Título: Kirchner encerra campanha no conforto de reduto eleitoral
Autor: Marin, Denise Chrispim
Fonte: O Estado de São Paulo, 26/06/2009, Internacional, p. A12

Candidato a deputado, ex-presidente argentino faz comício para 2 mil pessoas em La Matanza, na Grande Buenos Aires

Denise Chrispim Marin, BUENOS AIRES

O ex-presidente Nestor Kirchner buscou o conforto de um curral eleitoral para encerrar a campanha para as eleições parlamentares de domingo. No distrito de La Matanza, na Grande Buenos Aires, um gigantesco palco foi montado ao lado do Mercado Central para o comício no qual Kirchner criticou as posições em favor da privatização de estatais, que estão no centro da campanha do principal rival, o dissidente peronista Francisco De Narváez, da coalizão União-PRO.

Diante de uma plateia de cerca de 2.000 pessoas, Kirchner escudou-se na presença de sua mulher, a presidente da Argentina, Cristina Kirchner, e quase todo o gabinete para defender as estatizações feitas ao longo de sua gestão (2003-2007) e da atual. Ao tocar no polêmico fim do sistema privado de previdência, estatizado por Cristina, o candidato assumiu um tom de paternidade da ideia e admitiu que espera ver a Argentina "repetir o exemplo do Brasil", onde as aposentadorias criam um "círculo virtuoso".

Kirchner tentou, em seu discurso, responder a seus opositores, que ameaçam conquistar a maioria na Câmara e travar o governo de Cristina. Mas se preocupou especialmente em confirmar o voto que espera receber dos eleitores que mais se beneficiaram dos programas sociais criados em sua gestão.
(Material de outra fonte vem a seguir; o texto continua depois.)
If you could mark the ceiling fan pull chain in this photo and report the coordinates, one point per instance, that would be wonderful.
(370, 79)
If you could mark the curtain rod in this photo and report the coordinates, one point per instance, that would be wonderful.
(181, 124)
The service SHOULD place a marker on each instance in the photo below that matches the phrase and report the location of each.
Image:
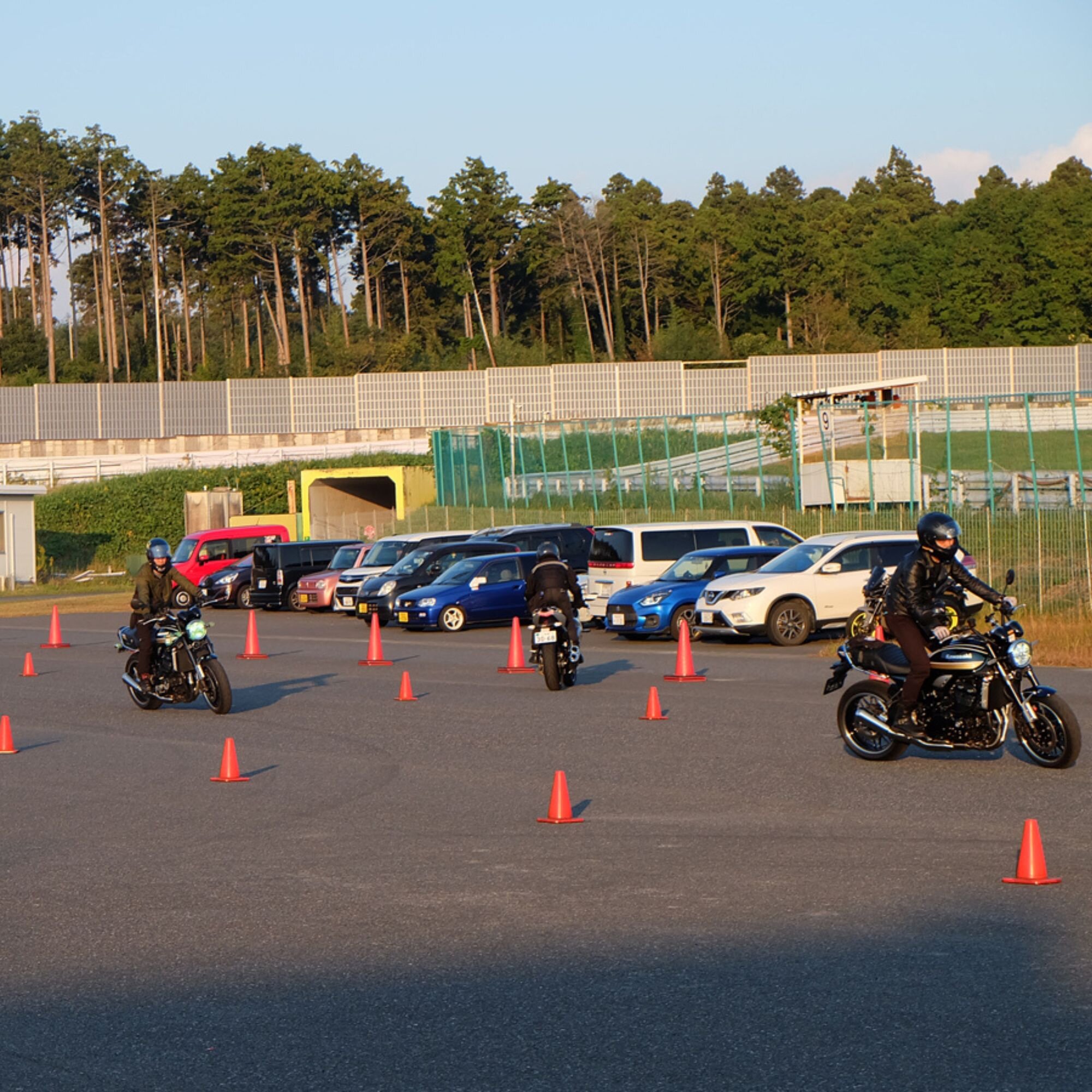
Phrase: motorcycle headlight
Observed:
(1020, 654)
(745, 594)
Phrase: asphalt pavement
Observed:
(746, 906)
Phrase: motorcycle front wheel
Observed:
(217, 687)
(863, 741)
(141, 701)
(1054, 739)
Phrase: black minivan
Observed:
(418, 568)
(279, 566)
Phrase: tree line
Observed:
(278, 264)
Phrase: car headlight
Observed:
(745, 594)
(1020, 654)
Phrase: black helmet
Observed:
(158, 549)
(935, 526)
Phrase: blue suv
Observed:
(661, 608)
(478, 590)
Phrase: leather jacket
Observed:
(553, 576)
(916, 584)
Para tanto, enfatizou o sucesso da estatal responsável pela rede de água e esgoto - necessidade ainda presente no cotidiano de La Matanza.

"A Aerolíneas é de todos os argentinos e sua maior rentabilidade é a integração", insistiu Kirchner, ao destacar o esforço de sua mulher, Cristina, para "recolher a companhia (aérea)da ruínas". A salvação da empresa dificilmente tocará a vida dos habitantes da periferia de Buenos Aires, mas Kirchner foi astuto ao abordar o aspecto nacionalista da medida - que custa, em média, mais de US$ 1 milhão ao governo.

O comício atraiu, em sua maioria, a população carente da região oeste da Grande Buenos Aires, onde favelas se proliferaram nos últimos dez anos. Empregada na Cooperativa Renascer, na favela de Palito, em La Matanza, Monica Giordini, de 30 anos, trabalhou ontem apenas meia jornada e, assim como os cerca de 250 companheiros de trabalho, tomou o ônibus providenciado pela prefeitura para seguir ao comício. Monica é funcionária de uma cooperativa. Pelo trabalho, ganha 600 pesos por mês (cerca de US$ 150), e como é mãe solteira de quatro crianças, recebe uma ajuda mensal de 300 pesos do Plano Família, provido pelo governo. Vive em uma casa de dois quartos, construída por outra cooperativa da vizinhança há cinco anos, que ainda não começou a pagar.

"De Narváez não sabe o que é viver numa favela", afirmou, ao defender a chapa do governo para a Câmara dos Deputados. "Kirchner, pelo menos, veio várias vezes aqui", rebateu, desconcertada, ao ser questionada se o ex-presidente saberia o que é viver na favela.

Marco Antonio Barraza, de 32 anos, foi um raro espectador que compareceu com seus próprios recursos ao comício, vindo da cidade de Lujan. Queria entregar uma carta a Kirchner, na qual pedia um emprego, mas desapontou-se com a organização do evento, que manteve a massa peronista distante do palco. "Já enviei um pacote de currículos e não tive resposta nenhuma. Sustento mulher e seis filhos fazendo bicos", afirmou Barraza, para emendar que, ainda assim, votará em Kirchner.